May 01, 2017

Aviation Technologies signs agreement with Chinese university

by Pete Rosenbery

CARBONDALE, Ill. – Southern Illinois University Carbondale’s Aviation Technologies program and Shenyang Aerospace University (SAU) in China will begin an articulation agreement in fall 2018. 

The 2+2 project, approved by the Chinese Ministry of Education, will likely bring 50 to 60 students to Carbondale beginning in 2020. The academic concentrations will be on avionics and maintenance with a goal to recruit 150 students. Students who stay in China will receive the Shenyang Aerospace University degree; those who come to SIU will receive a bachelor’s degree in aviation technologies with a specialization in avionics from SIU Carbondale. 

Andy Wang, dean of the College of Applied Sciences and Arts, said. “Considering a growing student population from Saudi Arabia in our aviation programs, this new international development with SAU will dramatically increase the diversity of our aviation student body as well as help strengthen the quality of our aviation programs.” 

Wang noted that the college sponsored Ping Liu, a visiting scholar, from SAU last year. Wang said that he expects more faculty exchanges and research collaboration between the two universities in the future. 

SIU Carbondale entered into a Memorandum of Understanding with Shenyang Aerospace University in 2013. Typically, about 40 percent of students enrolled in articulation programs between Chinese and American universities will take classes in the United States, Yi Lee, international partnership coordinator with SIU Carbondale’s Center for International Education, said. 

While the program’s first class of freshmen will be on the China campus in 2018, recruitment efforts are beginning, Lee said. The university is working on course articulations so that college credits earned in China will transfer to SIU’s program. Lee added that Shenyang Aerospace University has also secured Chinese Ministry of Education Scholarships to send tuition paying non-degree seeking exchange students to SIU Carbondale in fall 2018. 

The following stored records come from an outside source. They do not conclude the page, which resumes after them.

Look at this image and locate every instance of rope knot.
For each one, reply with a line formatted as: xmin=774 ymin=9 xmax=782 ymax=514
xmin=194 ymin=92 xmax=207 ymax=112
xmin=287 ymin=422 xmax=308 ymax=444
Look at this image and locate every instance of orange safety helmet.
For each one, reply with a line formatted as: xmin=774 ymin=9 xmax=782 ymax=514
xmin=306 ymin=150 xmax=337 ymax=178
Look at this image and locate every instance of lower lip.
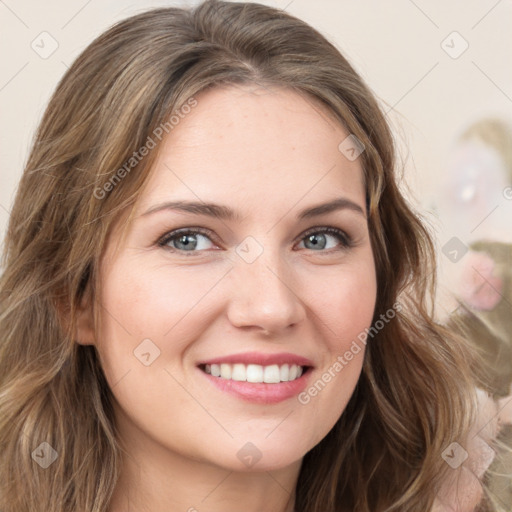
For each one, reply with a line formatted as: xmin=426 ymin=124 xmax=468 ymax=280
xmin=198 ymin=368 xmax=311 ymax=404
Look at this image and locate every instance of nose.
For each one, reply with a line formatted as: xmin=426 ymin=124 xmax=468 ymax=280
xmin=227 ymin=250 xmax=306 ymax=334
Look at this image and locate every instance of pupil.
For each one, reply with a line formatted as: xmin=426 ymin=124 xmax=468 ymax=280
xmin=308 ymin=235 xmax=325 ymax=249
xmin=178 ymin=235 xmax=197 ymax=249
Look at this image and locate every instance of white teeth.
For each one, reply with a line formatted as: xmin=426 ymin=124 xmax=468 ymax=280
xmin=204 ymin=363 xmax=304 ymax=384
xmin=231 ymin=364 xmax=247 ymax=381
xmin=247 ymin=364 xmax=263 ymax=382
xmin=279 ymin=364 xmax=290 ymax=382
xmin=220 ymin=364 xmax=231 ymax=379
xmin=263 ymin=364 xmax=281 ymax=384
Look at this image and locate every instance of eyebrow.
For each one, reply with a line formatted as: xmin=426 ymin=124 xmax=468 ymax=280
xmin=141 ymin=197 xmax=366 ymax=221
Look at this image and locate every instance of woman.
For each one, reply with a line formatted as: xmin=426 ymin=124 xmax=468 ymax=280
xmin=0 ymin=1 xmax=484 ymax=512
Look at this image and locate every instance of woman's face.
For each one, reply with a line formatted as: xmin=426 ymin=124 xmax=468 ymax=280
xmin=87 ymin=86 xmax=376 ymax=470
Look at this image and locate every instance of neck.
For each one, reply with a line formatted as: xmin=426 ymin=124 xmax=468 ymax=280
xmin=108 ymin=410 xmax=301 ymax=512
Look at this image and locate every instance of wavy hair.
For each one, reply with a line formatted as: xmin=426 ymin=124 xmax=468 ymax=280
xmin=0 ymin=0 xmax=480 ymax=512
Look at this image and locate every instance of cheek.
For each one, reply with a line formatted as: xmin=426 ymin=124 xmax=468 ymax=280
xmin=98 ymin=260 xmax=230 ymax=352
xmin=312 ymin=258 xmax=377 ymax=350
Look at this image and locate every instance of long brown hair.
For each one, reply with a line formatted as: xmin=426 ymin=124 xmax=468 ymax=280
xmin=0 ymin=0 xmax=480 ymax=512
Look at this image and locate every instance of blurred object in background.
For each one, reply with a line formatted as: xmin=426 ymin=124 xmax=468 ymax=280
xmin=447 ymin=241 xmax=512 ymax=511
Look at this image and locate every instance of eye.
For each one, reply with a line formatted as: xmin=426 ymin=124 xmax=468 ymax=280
xmin=158 ymin=228 xmax=216 ymax=252
xmin=300 ymin=228 xmax=352 ymax=252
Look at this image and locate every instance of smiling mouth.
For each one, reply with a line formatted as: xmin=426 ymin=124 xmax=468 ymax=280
xmin=199 ymin=363 xmax=309 ymax=384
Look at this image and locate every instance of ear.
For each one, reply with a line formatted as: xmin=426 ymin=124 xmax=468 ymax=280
xmin=55 ymin=286 xmax=95 ymax=345
xmin=74 ymin=286 xmax=96 ymax=345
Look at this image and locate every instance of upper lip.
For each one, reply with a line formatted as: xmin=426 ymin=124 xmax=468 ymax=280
xmin=198 ymin=352 xmax=313 ymax=366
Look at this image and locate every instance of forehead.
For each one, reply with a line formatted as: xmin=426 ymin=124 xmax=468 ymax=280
xmin=135 ymin=85 xmax=365 ymax=216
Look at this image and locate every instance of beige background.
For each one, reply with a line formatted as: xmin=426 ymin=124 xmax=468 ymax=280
xmin=0 ymin=0 xmax=512 ymax=314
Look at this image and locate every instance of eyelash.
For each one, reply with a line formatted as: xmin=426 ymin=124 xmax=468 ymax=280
xmin=157 ymin=226 xmax=354 ymax=256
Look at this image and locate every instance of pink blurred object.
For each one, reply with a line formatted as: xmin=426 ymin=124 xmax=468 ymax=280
xmin=458 ymin=251 xmax=503 ymax=311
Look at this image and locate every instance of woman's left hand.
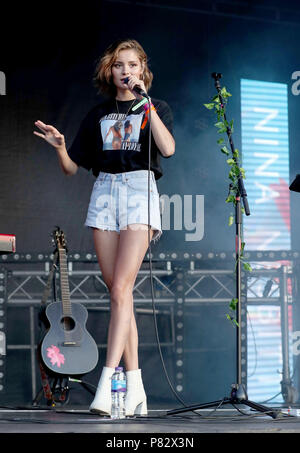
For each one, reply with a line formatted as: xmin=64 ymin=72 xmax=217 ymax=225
xmin=127 ymin=75 xmax=147 ymax=99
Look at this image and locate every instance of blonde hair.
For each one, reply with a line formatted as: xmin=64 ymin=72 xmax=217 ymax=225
xmin=93 ymin=39 xmax=153 ymax=97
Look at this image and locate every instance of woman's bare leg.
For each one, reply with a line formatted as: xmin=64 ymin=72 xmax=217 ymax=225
xmin=94 ymin=227 xmax=153 ymax=371
xmin=106 ymin=226 xmax=152 ymax=370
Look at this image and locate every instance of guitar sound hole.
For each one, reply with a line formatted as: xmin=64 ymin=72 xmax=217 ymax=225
xmin=61 ymin=316 xmax=75 ymax=331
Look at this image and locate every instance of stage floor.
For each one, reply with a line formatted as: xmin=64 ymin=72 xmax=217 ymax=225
xmin=0 ymin=405 xmax=300 ymax=434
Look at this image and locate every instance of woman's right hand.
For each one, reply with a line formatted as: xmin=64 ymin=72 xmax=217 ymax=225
xmin=33 ymin=120 xmax=65 ymax=148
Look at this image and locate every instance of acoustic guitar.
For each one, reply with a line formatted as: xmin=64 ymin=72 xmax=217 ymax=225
xmin=40 ymin=228 xmax=99 ymax=376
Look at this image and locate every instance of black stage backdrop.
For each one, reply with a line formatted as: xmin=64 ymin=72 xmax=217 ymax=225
xmin=0 ymin=0 xmax=300 ymax=401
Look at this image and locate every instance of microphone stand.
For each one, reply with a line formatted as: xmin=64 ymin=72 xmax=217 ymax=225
xmin=167 ymin=72 xmax=280 ymax=419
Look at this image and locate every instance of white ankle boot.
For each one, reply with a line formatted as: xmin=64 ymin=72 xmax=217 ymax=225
xmin=90 ymin=366 xmax=115 ymax=415
xmin=125 ymin=370 xmax=148 ymax=416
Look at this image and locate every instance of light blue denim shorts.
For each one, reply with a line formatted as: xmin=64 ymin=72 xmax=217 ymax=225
xmin=85 ymin=170 xmax=162 ymax=241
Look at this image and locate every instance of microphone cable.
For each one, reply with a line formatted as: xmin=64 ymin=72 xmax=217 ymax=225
xmin=145 ymin=95 xmax=196 ymax=415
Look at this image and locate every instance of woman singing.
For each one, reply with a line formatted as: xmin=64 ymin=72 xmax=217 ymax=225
xmin=34 ymin=39 xmax=175 ymax=416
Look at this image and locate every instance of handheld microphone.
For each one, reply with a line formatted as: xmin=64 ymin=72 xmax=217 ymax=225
xmin=123 ymin=77 xmax=148 ymax=98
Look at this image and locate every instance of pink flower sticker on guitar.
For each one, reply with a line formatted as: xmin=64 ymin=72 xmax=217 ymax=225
xmin=47 ymin=344 xmax=65 ymax=368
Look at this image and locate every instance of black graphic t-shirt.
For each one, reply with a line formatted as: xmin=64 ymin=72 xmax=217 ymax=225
xmin=68 ymin=99 xmax=173 ymax=179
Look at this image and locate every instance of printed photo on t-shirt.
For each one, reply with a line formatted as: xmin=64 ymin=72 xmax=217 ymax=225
xmin=100 ymin=113 xmax=143 ymax=151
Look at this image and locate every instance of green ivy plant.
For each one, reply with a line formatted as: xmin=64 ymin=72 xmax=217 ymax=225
xmin=204 ymin=87 xmax=252 ymax=326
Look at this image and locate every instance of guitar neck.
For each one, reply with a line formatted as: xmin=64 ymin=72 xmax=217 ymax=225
xmin=58 ymin=247 xmax=72 ymax=316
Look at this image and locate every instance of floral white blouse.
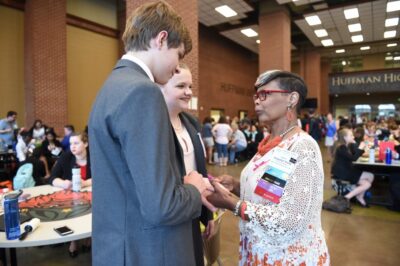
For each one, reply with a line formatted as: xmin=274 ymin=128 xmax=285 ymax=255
xmin=239 ymin=132 xmax=330 ymax=265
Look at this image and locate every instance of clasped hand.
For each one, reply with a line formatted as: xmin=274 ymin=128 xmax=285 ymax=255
xmin=184 ymin=171 xmax=238 ymax=212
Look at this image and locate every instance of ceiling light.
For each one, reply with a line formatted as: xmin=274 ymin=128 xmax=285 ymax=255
xmin=240 ymin=28 xmax=258 ymax=37
xmin=321 ymin=39 xmax=333 ymax=46
xmin=314 ymin=29 xmax=328 ymax=38
xmin=351 ymin=34 xmax=364 ymax=42
xmin=343 ymin=7 xmax=359 ymax=19
xmin=386 ymin=1 xmax=400 ymax=12
xmin=305 ymin=15 xmax=321 ymax=26
xmin=215 ymin=5 xmax=237 ymax=18
xmin=383 ymin=30 xmax=396 ymax=38
xmin=385 ymin=18 xmax=399 ymax=27
xmin=348 ymin=23 xmax=361 ymax=32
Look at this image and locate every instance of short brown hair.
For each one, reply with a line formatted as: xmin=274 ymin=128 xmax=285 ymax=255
xmin=71 ymin=132 xmax=89 ymax=143
xmin=122 ymin=1 xmax=192 ymax=55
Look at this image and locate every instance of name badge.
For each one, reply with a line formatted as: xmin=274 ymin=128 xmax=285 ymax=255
xmin=254 ymin=148 xmax=297 ymax=203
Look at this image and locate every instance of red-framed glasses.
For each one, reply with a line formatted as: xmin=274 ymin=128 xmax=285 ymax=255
xmin=253 ymin=90 xmax=291 ymax=101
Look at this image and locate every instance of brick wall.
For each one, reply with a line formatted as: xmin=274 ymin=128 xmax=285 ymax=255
xmin=199 ymin=25 xmax=258 ymax=120
xmin=24 ymin=0 xmax=67 ymax=134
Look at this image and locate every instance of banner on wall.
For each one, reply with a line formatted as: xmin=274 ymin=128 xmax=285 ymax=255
xmin=329 ymin=69 xmax=400 ymax=94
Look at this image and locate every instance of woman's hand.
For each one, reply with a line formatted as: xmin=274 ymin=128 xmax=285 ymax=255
xmin=215 ymin=175 xmax=240 ymax=197
xmin=358 ymin=141 xmax=366 ymax=150
xmin=62 ymin=180 xmax=72 ymax=189
xmin=207 ymin=180 xmax=238 ymax=211
xmin=203 ymin=220 xmax=216 ymax=240
xmin=214 ymin=175 xmax=235 ymax=191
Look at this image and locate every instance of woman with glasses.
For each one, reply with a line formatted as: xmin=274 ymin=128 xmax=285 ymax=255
xmin=161 ymin=64 xmax=214 ymax=266
xmin=208 ymin=70 xmax=330 ymax=265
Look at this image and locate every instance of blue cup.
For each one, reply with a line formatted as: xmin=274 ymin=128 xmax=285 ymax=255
xmin=4 ymin=191 xmax=22 ymax=240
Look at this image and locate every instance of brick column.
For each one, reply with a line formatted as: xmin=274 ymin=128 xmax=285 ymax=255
xmin=24 ymin=0 xmax=68 ymax=134
xmin=118 ymin=0 xmax=200 ymax=115
xmin=300 ymin=51 xmax=322 ymax=112
xmin=259 ymin=1 xmax=291 ymax=73
xmin=320 ymin=61 xmax=332 ymax=114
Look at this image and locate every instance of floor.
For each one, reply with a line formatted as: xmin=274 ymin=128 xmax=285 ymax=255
xmin=3 ymin=147 xmax=400 ymax=266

As part of the agreement, SAU in the future will require SIU Carbondale aviation instructors to go to China and teach during the summer. The program will run for six years with the possibility to renew, as long as the program passes Chinese education ministry review during the midpoint of the agreement, Lee said. 

The project is the same model used for two other programs now on campus, Lee said. About 30 accounting students started last year with another 40 students planned to be on campus next year, he said. Eleven students from Dalian Jiaotong University (DJTU) are now on campus in

SIU’s mechanical and civil engineering programs with another 15 students expected from DJTU this fall. 

Michael Burgener, chair of SIU’s Department of Aviation Technologies, is excited about the agreement, which will build enrollment in the program. Enrollment is now at about 150 students, he said. 

This agreement, along with one involving the avionics program with Saudi Arabian Airlines, could double the number of students in SIU’s program in a few years, Burgener said. About 10 students from Saudi Arabia who are now on campus and in the Center for English as a Second Language program will start work toward their avionics certificates in June, he said.